Le Dalaï Lama a donné plusieurs raisons pour expliquer l’excommunication du protecteur, Dorje Shugden, en 1996. Cependant, ce qu’il a réellement semblé faire, c’est adapter la gravité de l’interdiction pour qu’elle corresponde au niveau de protestation contre elle au sein de la communauté tibétaine. Dans certaines interviews, il a même nié avoir interdit la divinité; il voulait seulement donner un avertissement, les gens peuvent prendre leur propre décision.
La divinité est accusée de fondamentalisme parce qu’elle entrave le mélange des quatre principales écoles du bouddhisme, qui est soutenu par le Dalaï Lama et ses professeurs. Le Dalaï Lama a déclaré que la pensée de Dorjé Shougdén le dérangeait lorsqu’il prenait des initiations de l’un d’entre eux, la lignée Nyingma.
Nous, qui poursuivons obstinément la pratique de la déité, ne voyons aucune raison de mélanger les lignées. Chaque lignée a sa propre transmission unique; si elle est mélangée, nous pensons que c’est comme mélanger une tarte aux pommes avec un banana split: vous vous retrouverez avec un désordre indéfini. Il y a beaucoup de respect mutuel entre les lignées alors pourquoi les abandonner?
Connaissant le statut du Dalaï Lama et l’adoration que les Tibétains ressentent pour lui, ses paroles ont provoqué des troubles dans la société tibétaine. Uniquement en raison de la pression sociale, les gens ont décidé d’abandonner la pratique de l’adoration de Dorjé Shougden, choisissant de vivre selon les lignes énoncées par le Dalaï Lama.
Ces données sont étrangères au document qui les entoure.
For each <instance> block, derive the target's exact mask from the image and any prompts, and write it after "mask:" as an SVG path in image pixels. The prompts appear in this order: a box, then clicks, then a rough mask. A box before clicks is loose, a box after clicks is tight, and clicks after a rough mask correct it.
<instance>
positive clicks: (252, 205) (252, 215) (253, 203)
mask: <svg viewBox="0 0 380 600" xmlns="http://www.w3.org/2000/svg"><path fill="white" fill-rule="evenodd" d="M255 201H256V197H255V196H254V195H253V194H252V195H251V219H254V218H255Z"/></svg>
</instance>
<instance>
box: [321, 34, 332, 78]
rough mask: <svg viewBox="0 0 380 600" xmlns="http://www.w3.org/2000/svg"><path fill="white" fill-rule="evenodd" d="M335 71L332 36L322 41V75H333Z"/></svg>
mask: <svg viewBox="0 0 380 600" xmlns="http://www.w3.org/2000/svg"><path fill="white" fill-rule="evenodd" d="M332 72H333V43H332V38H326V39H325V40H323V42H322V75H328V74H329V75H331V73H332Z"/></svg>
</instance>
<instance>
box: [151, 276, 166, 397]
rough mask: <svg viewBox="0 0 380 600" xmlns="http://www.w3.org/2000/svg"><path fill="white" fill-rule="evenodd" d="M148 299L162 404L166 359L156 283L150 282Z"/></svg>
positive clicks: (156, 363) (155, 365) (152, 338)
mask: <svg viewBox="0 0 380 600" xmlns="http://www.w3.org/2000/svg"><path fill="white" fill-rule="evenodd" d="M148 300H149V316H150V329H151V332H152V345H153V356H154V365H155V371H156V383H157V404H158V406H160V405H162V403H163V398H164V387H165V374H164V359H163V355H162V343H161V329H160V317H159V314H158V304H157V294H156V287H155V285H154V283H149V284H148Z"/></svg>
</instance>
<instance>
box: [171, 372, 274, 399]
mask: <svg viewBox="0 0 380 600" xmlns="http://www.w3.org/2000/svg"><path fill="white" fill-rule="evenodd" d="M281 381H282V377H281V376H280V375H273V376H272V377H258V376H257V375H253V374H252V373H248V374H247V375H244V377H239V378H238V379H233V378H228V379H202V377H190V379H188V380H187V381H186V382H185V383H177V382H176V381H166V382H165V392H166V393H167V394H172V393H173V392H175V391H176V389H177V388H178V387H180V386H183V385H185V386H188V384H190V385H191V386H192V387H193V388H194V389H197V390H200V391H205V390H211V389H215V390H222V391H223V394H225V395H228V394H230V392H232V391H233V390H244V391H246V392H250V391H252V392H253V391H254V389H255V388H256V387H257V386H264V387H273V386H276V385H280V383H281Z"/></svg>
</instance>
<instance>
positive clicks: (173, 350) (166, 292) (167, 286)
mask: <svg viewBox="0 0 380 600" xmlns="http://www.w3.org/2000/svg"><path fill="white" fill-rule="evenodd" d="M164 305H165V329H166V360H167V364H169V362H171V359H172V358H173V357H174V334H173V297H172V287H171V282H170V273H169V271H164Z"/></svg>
Après tout, la poursuite de cette pratique était mauvaise pour la santé du Dalaï et nuisait à la cause tibétaine, et qui veut en être responsable? Les pratiquants sérieux de Dorjé Shougdèn estimaient cependant qu’il était impossible de choisir entre les deux. « Le Dalaï-Lama veut que je choisisse entre mon père et ma mère », ont déclaré certains lorsqu’on leur a demandé pourquoi ils ne s’arrêteraient pas. D’autres, des moines et des enseignants plus philosophiquement formés, ont trouvé que l’interdiction était anti-bouddhique et que, pour cette seule raison, elle ne s’arrêterait pas.
Peu à peu, la pression sur les pratiquants de Dorje Shugden s’est aggravée. Les adeptes fanatiques du Dalaï-Lama ont commencé à démolir les statues de la divinité, la solidarité sociale existante entre les Tibétains a disparu. Même au Tibet même, où la restauration des temples bat son plein et où les gens jouissent d’une nouvelle liberté religieuse, cette interdiction a créé la suspicion. Les adorateurs de Dorje Shugden ont été accusés de faire partie de la « secte Dorje Shugden » et sont devenus des parias. La Société Dorje Shugden a été fondée, un groupe ad hoc de personnes travaillant ensemble pour s’opposer à l’interdiction – non pas pour sauver la divinité éclairée du mal, mais pour aider des milliers de personnes à devenir des parias.
Mais de nombreux appels et protestations dans le monde entier n’ont pas aidé. Le Dalaï Lama n’a pas répondu et refuse tout contact. Si vous pensez que le Dalaï-Lama ne fait que provoquer des sentiments positifs, comme le croient la plupart des Occidentaux, vous devez fermer fermement les yeux pour imaginer cette réalité moins romantique.
Lors de discours en Inde en janvier 2008, il a appliqué l’interdiction plus strictement que jamais auparavant, affirmant que sa propre liberté religieuse est entravée par Dorje Shugden.
Les dernières années nous ont apporté des campagnes de signatures forcées, dans lesquelles les moines ont promis de cesser de propitier Dorje Shugden en échange d’obtenir des documents de voyage du gouvernement en exil ou d’être admis dans des monastères. En janvier dernier, les moines ont été engagés dans des actions étranges telles que jurer d’une voix forte pour dénoncer la divinité. Tout contact avec les moines qui n’ont pas suivi l’interdiction est interdit. Cela met en œuvre un apartheid de facto avec des panneaux interdisant aux moines d’entrer dans les salles de classe, les hôpitaux et les magasins. Ils doivent même étudier et dîner séparément.
Cependant, malgré tout cela, il existe une certaine solidarité avec les moines Nyingma qui aident les moines Shugden de Dorje à survivre dans cet environnement monastique hostile.